L’enquête d’Olivier Choquet et François
Héran, par questionnaire, permet aux élèves
plus réservés de participer, de s’exprimer
sans la contrainte de la prise de parole en public. Sans l’étendue
temporelle d’une enquête longitudinale, cette enquête
permet l’expression de valeurs des collégiens qui
s’opposent au sens commun. Dans l’ensemble, les élèves
font « l’éloge des professeurs », ils
sont qualifiés de « compétents » et
surtout de « sympathiques ». La rigueur méthodologique
est maintenue dans ce genre d’enquête.

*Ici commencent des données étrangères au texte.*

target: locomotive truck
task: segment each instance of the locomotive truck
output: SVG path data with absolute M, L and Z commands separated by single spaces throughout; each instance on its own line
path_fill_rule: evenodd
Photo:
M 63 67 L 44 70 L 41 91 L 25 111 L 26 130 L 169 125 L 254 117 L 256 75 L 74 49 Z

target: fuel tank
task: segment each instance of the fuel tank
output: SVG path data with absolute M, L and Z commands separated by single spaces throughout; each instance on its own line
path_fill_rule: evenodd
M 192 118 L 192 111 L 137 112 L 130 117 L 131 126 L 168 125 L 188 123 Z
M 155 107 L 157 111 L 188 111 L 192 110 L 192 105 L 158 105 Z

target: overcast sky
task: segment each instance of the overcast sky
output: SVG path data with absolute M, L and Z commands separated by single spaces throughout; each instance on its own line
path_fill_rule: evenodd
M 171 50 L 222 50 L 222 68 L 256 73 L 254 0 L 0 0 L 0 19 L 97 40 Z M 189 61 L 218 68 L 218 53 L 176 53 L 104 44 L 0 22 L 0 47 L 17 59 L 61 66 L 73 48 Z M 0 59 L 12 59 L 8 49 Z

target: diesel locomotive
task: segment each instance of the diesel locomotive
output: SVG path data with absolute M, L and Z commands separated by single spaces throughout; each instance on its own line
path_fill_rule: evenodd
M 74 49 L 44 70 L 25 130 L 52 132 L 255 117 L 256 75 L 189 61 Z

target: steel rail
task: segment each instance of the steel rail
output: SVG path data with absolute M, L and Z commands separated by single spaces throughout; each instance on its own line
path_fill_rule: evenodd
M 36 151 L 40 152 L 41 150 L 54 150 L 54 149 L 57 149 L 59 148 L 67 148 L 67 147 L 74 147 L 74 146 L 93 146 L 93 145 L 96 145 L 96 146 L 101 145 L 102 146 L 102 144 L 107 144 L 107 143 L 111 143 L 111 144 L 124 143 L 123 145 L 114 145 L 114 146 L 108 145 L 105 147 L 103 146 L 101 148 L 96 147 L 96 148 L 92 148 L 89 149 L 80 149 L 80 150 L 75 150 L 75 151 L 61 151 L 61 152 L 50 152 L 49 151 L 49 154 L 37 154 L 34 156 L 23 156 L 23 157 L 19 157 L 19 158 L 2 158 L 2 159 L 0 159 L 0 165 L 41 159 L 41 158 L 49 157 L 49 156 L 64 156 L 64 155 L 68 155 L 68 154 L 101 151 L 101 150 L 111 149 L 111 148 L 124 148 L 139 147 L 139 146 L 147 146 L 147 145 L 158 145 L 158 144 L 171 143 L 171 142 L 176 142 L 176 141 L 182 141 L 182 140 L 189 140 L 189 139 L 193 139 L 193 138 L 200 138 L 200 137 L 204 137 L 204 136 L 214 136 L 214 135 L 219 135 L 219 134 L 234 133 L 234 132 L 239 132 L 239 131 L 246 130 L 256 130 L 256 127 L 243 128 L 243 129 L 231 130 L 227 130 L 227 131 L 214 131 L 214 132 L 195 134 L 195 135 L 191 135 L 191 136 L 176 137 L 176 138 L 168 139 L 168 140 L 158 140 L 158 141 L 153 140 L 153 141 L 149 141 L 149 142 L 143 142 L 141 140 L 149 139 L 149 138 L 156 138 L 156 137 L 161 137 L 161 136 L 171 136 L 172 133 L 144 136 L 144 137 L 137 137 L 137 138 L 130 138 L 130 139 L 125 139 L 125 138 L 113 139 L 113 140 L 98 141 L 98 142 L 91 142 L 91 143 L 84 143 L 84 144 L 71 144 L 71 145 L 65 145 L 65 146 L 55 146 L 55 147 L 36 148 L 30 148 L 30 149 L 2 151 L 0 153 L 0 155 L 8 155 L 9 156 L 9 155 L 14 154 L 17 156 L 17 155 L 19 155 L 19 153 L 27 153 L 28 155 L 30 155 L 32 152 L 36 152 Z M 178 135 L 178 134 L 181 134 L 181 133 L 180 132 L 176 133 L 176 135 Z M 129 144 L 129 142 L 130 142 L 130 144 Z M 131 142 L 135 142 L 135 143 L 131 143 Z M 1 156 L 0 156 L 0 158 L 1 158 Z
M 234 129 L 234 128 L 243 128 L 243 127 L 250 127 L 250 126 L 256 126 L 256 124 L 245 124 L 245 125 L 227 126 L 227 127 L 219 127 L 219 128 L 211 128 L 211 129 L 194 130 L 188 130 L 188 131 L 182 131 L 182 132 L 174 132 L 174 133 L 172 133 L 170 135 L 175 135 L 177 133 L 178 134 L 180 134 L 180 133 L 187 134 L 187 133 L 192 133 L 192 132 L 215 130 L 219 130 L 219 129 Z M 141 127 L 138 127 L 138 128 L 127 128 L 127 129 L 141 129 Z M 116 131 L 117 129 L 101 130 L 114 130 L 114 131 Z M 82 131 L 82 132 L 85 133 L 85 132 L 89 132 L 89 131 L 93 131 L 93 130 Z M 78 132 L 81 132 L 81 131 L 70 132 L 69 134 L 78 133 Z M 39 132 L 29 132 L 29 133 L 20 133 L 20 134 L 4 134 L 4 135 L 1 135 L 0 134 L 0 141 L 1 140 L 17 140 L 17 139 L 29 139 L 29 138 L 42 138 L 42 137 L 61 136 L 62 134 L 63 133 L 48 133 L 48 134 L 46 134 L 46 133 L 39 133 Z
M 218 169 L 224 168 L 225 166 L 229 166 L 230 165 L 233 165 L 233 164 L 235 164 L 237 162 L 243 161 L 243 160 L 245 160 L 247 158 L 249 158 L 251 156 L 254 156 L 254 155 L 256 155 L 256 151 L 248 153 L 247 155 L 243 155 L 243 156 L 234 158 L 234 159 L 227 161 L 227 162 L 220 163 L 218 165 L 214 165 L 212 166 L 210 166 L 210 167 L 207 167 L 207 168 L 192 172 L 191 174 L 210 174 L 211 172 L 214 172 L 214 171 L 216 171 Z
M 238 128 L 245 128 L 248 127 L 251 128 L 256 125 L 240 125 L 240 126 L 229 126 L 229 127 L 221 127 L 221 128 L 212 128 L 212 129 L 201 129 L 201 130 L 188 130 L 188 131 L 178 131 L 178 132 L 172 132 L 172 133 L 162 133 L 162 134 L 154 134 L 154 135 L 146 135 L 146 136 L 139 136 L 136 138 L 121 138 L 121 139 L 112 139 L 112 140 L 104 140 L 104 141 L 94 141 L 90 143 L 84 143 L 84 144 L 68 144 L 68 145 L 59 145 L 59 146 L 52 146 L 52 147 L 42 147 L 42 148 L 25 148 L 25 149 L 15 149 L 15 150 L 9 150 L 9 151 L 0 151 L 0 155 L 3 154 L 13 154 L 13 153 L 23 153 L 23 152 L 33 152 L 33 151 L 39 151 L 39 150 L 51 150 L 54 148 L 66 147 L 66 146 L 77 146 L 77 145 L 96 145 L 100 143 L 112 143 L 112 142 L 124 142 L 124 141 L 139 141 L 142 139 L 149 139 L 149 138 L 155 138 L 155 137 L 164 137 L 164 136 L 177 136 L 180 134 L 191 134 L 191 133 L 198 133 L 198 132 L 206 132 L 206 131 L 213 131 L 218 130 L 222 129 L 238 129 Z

C’est
une coupe instantanée, transversale qui permet d’apprécier
le jugement des élèves sur l’institution tout
en s’appuyant sur un échantillon relativement exhaustif
et représentatif. Un travers de l’enquête est
ce P. Bourdieu appelle : « l’effet d’imposition
d’une problématique ». Les questions posées
aux élèves sont-elles ouvertes ou fermées
? Ont-ils la possibilité d’exprimer réellement
leur pensée ?
Les méthodes d’enquête transversales sont
nombreuses et variées. Elles touchent tous les domaines
de l’éducation comme par exemple : au recrutement
des élèves, étude faite par Michel Euriat
et Claude Thélot, aux militants des associations de parents
d’élèves étudiés par Martine
Barthélémy. Elles sont plus souples et moins coûteuses
que les grandes enquêtes des années soixante.
Cette étude sur quelques enquêtes sociologiques
dans le domaine de l’éducation des années
soixante à nos jours, montre l’articulation entre
les méthodes d’enquête et les résultats
utilisés pour la recherche. Aux grandes enquêtes
longitudinales des années soixante et soixante-dix, se
sur-ajoutent des enquêtes transversales qui donnent une
coupe instantanée de l’objet étudié.
La vision longitudinale permet de corriger les effets de conjoncture
d’une approche transversale. Cette dernière nécessite
moins de moyens et se met plus rapidement en œuvre. Plutôt
que d’opposer les deux méthodes, elles sont très
complémentaires dans le domaine de la sociologie de l’éducation.